Accretion Flow Morphology in Numerical Simulations of Black Holes from the ngEHT Model Library: The Impact of Radiation Physics

TL;DR

This study compares various numerical simulations of black hole accretion flows to understand their structures and dynamics, highlighting the significant role of radiation physics, especially radiative cooling effects on electron temperatures.

Contribution

It provides a comparative analysis of multiple accretion flow models, emphasizing the impact of radiation physics on simulation outcomes for supermassive black holes.

Findings

Models show similar spatial and temporal properties except for electron temperature.

Radiative cooling significantly cools electrons near the black hole and jet sheath.

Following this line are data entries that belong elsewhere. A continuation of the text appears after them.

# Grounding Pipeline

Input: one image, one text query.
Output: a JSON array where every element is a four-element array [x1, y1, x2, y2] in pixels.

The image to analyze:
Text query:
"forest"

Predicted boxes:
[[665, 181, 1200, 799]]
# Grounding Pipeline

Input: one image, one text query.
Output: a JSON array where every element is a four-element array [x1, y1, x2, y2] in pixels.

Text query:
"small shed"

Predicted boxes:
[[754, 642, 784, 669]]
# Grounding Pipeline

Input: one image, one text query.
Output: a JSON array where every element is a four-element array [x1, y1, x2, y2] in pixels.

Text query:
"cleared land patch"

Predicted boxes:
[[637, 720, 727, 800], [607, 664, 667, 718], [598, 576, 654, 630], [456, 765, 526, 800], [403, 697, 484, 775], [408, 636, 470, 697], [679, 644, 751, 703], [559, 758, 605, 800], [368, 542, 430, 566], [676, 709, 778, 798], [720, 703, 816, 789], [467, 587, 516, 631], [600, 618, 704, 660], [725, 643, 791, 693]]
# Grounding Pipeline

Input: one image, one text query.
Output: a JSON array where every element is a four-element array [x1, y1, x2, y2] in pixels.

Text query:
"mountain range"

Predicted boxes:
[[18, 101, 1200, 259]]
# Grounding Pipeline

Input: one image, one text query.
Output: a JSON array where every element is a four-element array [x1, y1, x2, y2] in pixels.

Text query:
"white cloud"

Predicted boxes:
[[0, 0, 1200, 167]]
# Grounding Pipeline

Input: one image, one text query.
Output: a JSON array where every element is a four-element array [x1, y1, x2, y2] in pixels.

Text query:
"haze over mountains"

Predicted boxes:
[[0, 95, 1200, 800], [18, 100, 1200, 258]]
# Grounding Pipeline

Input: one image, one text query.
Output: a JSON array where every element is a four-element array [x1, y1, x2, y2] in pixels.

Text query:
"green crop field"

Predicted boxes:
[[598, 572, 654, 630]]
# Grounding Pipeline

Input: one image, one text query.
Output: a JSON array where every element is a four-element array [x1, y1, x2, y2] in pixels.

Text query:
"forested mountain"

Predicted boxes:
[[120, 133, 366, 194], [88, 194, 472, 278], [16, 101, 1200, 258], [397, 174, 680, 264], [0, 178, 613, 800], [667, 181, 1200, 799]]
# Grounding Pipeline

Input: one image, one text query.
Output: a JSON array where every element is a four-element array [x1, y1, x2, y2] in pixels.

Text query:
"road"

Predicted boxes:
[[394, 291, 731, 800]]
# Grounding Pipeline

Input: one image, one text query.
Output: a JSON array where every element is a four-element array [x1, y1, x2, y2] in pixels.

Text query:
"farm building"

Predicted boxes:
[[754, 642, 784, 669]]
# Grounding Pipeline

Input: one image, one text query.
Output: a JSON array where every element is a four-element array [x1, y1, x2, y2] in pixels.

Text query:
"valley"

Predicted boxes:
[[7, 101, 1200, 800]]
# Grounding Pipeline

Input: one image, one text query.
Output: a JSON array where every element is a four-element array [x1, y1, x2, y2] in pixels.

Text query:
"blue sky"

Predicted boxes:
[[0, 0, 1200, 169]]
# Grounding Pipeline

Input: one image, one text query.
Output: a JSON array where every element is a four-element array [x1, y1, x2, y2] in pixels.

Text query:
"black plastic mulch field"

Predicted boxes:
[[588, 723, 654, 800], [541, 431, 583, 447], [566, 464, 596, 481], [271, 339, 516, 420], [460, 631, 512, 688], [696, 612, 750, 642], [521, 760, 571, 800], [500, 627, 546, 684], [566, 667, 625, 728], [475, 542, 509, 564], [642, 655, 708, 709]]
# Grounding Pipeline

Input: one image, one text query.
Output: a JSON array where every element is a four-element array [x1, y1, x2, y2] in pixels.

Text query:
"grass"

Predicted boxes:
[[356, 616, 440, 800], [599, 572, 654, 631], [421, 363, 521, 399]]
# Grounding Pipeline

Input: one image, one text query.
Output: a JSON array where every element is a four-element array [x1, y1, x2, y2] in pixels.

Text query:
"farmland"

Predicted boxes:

Electron temperature differences are primarily due to radiative losses.

Abstract

In the past few years, the Event Horizon Telescope (EHT) has provided the first-ever event horizon-scale images of the supermassive black holes (BHs) (M87*) and Sagittarius A$^*$ (Sgr A*). The next-generation EHT project is an extension of the EHT array that promises larger angular resolution and higher sensitivity to the dim, extended flux around the central ring-like structure, possibly connecting the accretion flow and the jet. The ngEHT Analysis Challenges aim to understand the science extractability from synthetic images and movies to inform the ngEHT array design and analysis algorithm development. In this work, we compare the accretion flow structure and dynamics in numerical fluid simulations that specifically target M87* and Sgr A*, and were used to construct the source models in the challenge set. We consider (1) a steady-state axisymmetric radiatively inefficient accretion flow model with a time-dependent shearing hotspot, (2) two time-dependent single fluid general relativistic magnetohydrodynamic (GRMHD) simulations from the H-AMR code, (3) a two-temperature GRMHD simulation from the BHAC code, and (4) a two-temperature radiative GRMHD simulation from the KORAL code. We find that the different models exhibit remarkably similar temporal and spatial properties, except for the electron temperature, since radiative losses substantially cool down electrons near the BH and the jet sheath, signaling the importance of radiative cooling even for slowly accreting BHs such as M87*. We restrict ourselves to standard torus accretion flows, and leave larger explorations of alternate accretion models to future work.